8.2.3 Unfounded arsons
This variable shows the number of arsons reports that the police determined to not actually be arsons. For example, if a house burns down and police think it was arson but later determine that it was an accident, it would be an unfounded arson. Whether an arson is unfounded is based only on the police’s determination about that event, not the decision of other groups like a court or the conviction of someone for the crime. However, this doesn’t mean that the officer makes that decision in a vacuum as they can use evidence such as the findings from firefighters for if the fire was an arson.
8.2.4 Reported arsons
This variable is the sum of actual arsons and unfounded arsons - it is the total number of arsons that were reported or known to the police, even if a later investigation found that it was not actually an arson.
8.2.5 Cleared arsons
This shows the number of arsons where at least one offender is arrested or when an arrest cannot be made for some reason, but the police know who the offender is - the latter option is called “exceptional clearances” or “clearances by exceptional means.” There is no way to tell if a clearance is due to an arrest or due to exceptional means.64
Please note that this data is at the incident-level which means that having multiple people arrested for an incident still only is a clearance for that single incident. If there are multiple people who committed the arson only one needs to be arrested or exceptionally cleared for the incident to be cleared.
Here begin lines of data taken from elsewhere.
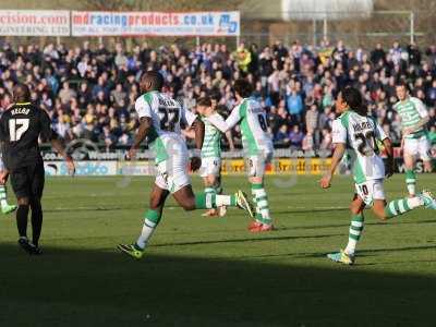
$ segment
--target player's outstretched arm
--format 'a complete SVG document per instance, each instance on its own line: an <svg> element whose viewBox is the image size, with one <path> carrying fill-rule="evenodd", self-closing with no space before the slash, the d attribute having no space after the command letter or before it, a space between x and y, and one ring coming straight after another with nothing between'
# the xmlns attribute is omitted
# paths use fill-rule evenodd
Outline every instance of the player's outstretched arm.
<svg viewBox="0 0 436 327"><path fill-rule="evenodd" d="M136 153L141 146L141 143L143 143L145 137L148 135L152 126L153 126L152 118L142 117L140 119L140 128L137 129L132 147L129 150L129 159L134 159L136 157Z"/></svg>
<svg viewBox="0 0 436 327"><path fill-rule="evenodd" d="M75 164L73 158L66 153L64 141L58 136L58 137L52 137L50 143L51 147L65 160L70 175L74 175Z"/></svg>
<svg viewBox="0 0 436 327"><path fill-rule="evenodd" d="M411 133L413 133L413 132L420 131L420 130L421 130L422 128L424 128L424 126L428 123L428 121L429 121L428 111L427 111L427 109L425 108L425 105L424 105L420 99L414 99L413 102L414 102L415 106L416 106L416 110L417 110L417 112L419 112L421 119L420 119L420 121L419 121L416 124L414 124L413 126L410 126L410 128L407 128L407 129L403 130L403 132L402 132L403 137L407 136L407 135L409 135L409 134L411 134Z"/></svg>
<svg viewBox="0 0 436 327"><path fill-rule="evenodd" d="M344 143L337 143L335 147L334 155L331 157L331 166L330 169L326 172L326 174L320 179L319 184L323 189L330 187L331 179L335 174L336 169L339 166L340 160L346 153L346 144Z"/></svg>

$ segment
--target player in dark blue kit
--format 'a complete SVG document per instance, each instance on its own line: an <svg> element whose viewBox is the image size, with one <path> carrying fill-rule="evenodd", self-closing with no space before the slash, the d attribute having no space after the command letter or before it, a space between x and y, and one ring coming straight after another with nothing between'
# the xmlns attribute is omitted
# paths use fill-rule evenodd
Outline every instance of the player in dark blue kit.
<svg viewBox="0 0 436 327"><path fill-rule="evenodd" d="M75 167L65 153L63 142L51 129L47 112L31 102L31 92L19 84L13 89L14 104L0 119L0 140L5 171L0 183L11 177L12 189L17 198L16 225L19 244L28 254L40 254L39 237L43 228L41 197L45 183L44 161L38 138L50 142L65 160L73 174ZM32 210L32 242L27 239L27 216Z"/></svg>

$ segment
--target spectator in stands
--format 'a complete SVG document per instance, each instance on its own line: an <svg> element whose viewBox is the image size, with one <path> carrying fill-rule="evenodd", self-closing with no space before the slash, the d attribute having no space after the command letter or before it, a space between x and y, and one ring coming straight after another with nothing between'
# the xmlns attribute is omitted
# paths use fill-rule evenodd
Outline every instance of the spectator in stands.
<svg viewBox="0 0 436 327"><path fill-rule="evenodd" d="M434 131L436 124L436 46L423 52L416 45L399 43L388 52L380 44L375 49L351 49L342 41L332 47L328 40L316 50L299 41L250 49L241 44L232 55L219 44L189 49L152 48L144 43L129 50L121 43L114 49L105 44L93 48L87 40L72 48L48 44L14 49L4 44L0 106L9 106L14 83L23 81L60 134L86 137L108 148L129 145L136 128L138 77L149 69L162 72L166 90L187 109L195 110L198 97L217 94L225 116L235 105L234 78L246 77L254 86L253 96L267 109L268 131L277 145L289 140L290 146L292 135L298 148L331 148L332 104L347 85L362 90L370 114L397 144L402 137L392 110L398 81L407 81L412 94L428 107L428 129ZM233 132L238 145L240 131Z"/></svg>
<svg viewBox="0 0 436 327"><path fill-rule="evenodd" d="M300 130L300 126L298 124L293 125L291 132L289 133L289 141L290 141L291 147L301 149L303 138L304 138L304 134Z"/></svg>

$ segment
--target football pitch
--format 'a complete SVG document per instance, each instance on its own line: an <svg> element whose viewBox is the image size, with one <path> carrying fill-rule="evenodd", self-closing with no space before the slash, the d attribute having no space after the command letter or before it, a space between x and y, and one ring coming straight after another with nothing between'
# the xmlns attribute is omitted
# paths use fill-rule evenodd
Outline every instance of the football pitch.
<svg viewBox="0 0 436 327"><path fill-rule="evenodd" d="M386 182L389 198L403 179ZM435 326L436 211L388 223L367 211L356 265L342 266L325 254L347 243L351 179L317 180L267 178L277 230L264 234L241 210L204 218L171 199L134 261L116 245L136 240L150 178L48 179L43 256L0 217L0 326ZM419 185L436 192L436 175ZM240 177L223 186L250 191Z"/></svg>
Clearances are reported in the month they occur, which may be different than the month when the arson happened. This can create the illusion that more crimes are solved than were reported in certain time periods. Figure 8.2, for example, shows the number of actual arsons (reports that are founded) and clearances for single-family home arsons in League City, Texas, a city of about 100,000 outside of Houston. In most years there were fewer clearances than arsons, but in four years (1982, 1981, 1992, and 2007) there were more clearances than arsons.
8.2.6 Cleared for arsons where all offenders are under age 18
This variable is the same for normal clearances but only for arsons where every offender is under the age of 18. For juvenile offenders, a clearance can still occur if the juvenile is issued a citation to appear in court, even if they are not formally arrested and taken into custody. As this variable requires that the police know the identity of every offender (to be able to determine that they are all under 18), it is likely flawed and merits caution when using.
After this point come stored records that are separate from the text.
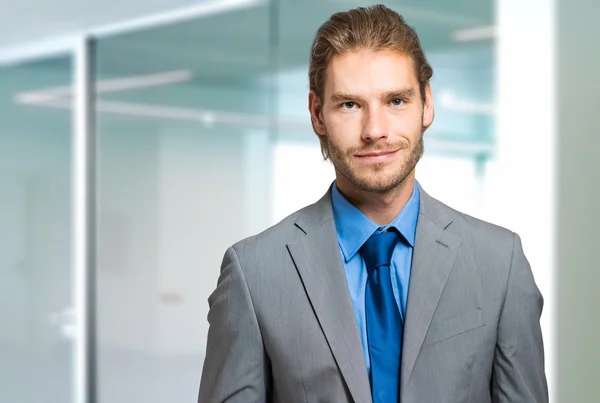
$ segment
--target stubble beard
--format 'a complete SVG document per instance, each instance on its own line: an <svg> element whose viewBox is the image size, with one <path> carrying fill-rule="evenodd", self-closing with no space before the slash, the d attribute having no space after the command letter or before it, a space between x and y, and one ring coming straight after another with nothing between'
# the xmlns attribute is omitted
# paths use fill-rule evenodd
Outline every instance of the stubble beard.
<svg viewBox="0 0 600 403"><path fill-rule="evenodd" d="M423 156L425 150L423 144L423 132L419 136L419 140L410 150L402 165L393 172L386 172L386 164L376 164L369 168L366 174L356 172L352 166L352 159L358 150L350 149L346 152L337 145L330 142L328 144L329 157L336 171L344 176L355 188L364 192L374 192L380 194L390 193L404 185L406 179L414 171L417 163ZM374 150L390 150L394 147L389 145L384 147L370 147L369 151Z"/></svg>

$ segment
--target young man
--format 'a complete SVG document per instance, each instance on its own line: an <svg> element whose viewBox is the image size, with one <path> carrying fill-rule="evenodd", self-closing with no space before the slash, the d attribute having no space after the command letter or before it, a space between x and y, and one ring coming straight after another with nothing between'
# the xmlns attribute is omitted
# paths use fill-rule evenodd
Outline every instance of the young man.
<svg viewBox="0 0 600 403"><path fill-rule="evenodd" d="M434 116L415 32L384 6L335 14L309 74L336 181L227 250L199 402L547 402L519 237L415 181Z"/></svg>

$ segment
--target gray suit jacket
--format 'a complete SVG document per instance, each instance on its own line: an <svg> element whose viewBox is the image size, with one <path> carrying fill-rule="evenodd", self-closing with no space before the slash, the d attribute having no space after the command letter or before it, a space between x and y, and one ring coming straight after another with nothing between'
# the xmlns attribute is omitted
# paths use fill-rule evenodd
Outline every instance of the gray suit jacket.
<svg viewBox="0 0 600 403"><path fill-rule="evenodd" d="M401 402L547 402L519 237L420 190ZM330 192L229 248L209 305L200 403L371 402Z"/></svg>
8.2.7 Uninhabited building arsons
This data also includes the number of arsons that occur in uninhabited structures. These structures must be uninhabited in the long-term, not simply having no one inside them when the arson occurs. In the FBI’s manual for this data they define uninhabited buildings as ones that are “uninhabited, abandoned, deserted, or not normally in use” at the time of the arson. For example, a vacation home whose owners are not living in at the time would be “not normally in use” so would be an uninhabited building. A business that is closed when the fire started, but is open during the day, is not an uninhabited building.
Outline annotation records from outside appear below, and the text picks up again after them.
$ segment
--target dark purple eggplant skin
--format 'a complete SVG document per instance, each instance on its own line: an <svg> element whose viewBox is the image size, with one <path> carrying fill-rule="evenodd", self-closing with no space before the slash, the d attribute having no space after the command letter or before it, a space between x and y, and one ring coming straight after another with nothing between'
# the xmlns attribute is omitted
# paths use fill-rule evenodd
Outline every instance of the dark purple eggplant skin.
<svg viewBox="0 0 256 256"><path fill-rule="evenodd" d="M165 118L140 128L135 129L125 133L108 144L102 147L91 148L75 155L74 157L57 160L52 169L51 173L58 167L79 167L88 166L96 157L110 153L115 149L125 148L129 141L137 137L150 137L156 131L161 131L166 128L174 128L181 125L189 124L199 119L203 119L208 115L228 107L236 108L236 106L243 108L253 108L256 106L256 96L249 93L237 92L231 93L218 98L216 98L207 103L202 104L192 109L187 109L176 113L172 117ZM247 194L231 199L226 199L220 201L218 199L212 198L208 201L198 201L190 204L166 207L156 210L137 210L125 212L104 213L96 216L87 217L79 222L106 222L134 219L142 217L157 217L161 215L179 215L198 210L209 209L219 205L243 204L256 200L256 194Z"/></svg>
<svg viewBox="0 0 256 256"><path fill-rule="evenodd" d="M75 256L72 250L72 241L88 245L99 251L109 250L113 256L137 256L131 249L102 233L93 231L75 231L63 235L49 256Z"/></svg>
8.2.8 Estimated damage cost
The final variable is the estimated cost of the arson. This is how much the police estimates the value (in dollars) of the damaged or destroyed property is. Since this is the value of property damage, injuries to people (including non-physical injuries such as trauma or mental health costs) are not included. Since this is estimated damage it may be inaccurate to some degree. This variable is the sum of monthly estimated cost so while you can get the average cost by dividing this by the number of actual offenses, this average may be significantly off due to having extremely small or large values in your data. This value may be $0 since arsons include attempted arsons which may cause little or no damage. Please note that this value is not inflation-adjusted so you will have to adjust the value yourself.
8.3 Data errors
As with other SRS datasets, the arson data sometimes includes clear data entry errors, such as reporting implausibly high numbers of arsons for small jurisdictions or recording unrealistic damage estimates. For example, Figure 8.3 shows the annual number of single-family home arsons in Byron City, Illinois, which has a population of slightly over 3,600 people. In every year there are zero arsons reported until 2003 when 469 arsons are reported. Since it is exceedingly unlikely that suddenly an eighth of the city each suffered different arson attacks, and that the city never again had a residence arson, this is almost certainly a data entry error. As arsons are relatively rare, having errors - and especially ones like this - can drastically change the results of your analysis so it is important to check your data carefully for more errors.
There are also cases where it is less clear when a value is a data error or is simply due to an outlier - but real - value. For example, Figure 8.4 shows the annual average cost of a single-family home fire in Los Angeles, California. In most years the value is low. Since an arson can cause little or no damage, these low values likely mean that on average only part of the house was damaged, rather than the entire house burning down. In 2009, however, the average damage is about $540,000 per arson. Is this a data entry error that simply inputs a damage value that is too high? It certainly appears to be a data error since it is a sudden huge jump in damage value. However, it could also be that some extraordinarily expensive homes were destroyed that year. In 2009, Los Angeles reported only 63 single-family home arsons so having one, or a few, super mansions - which LA has plenty of - destroyed could mean that this huge value is real.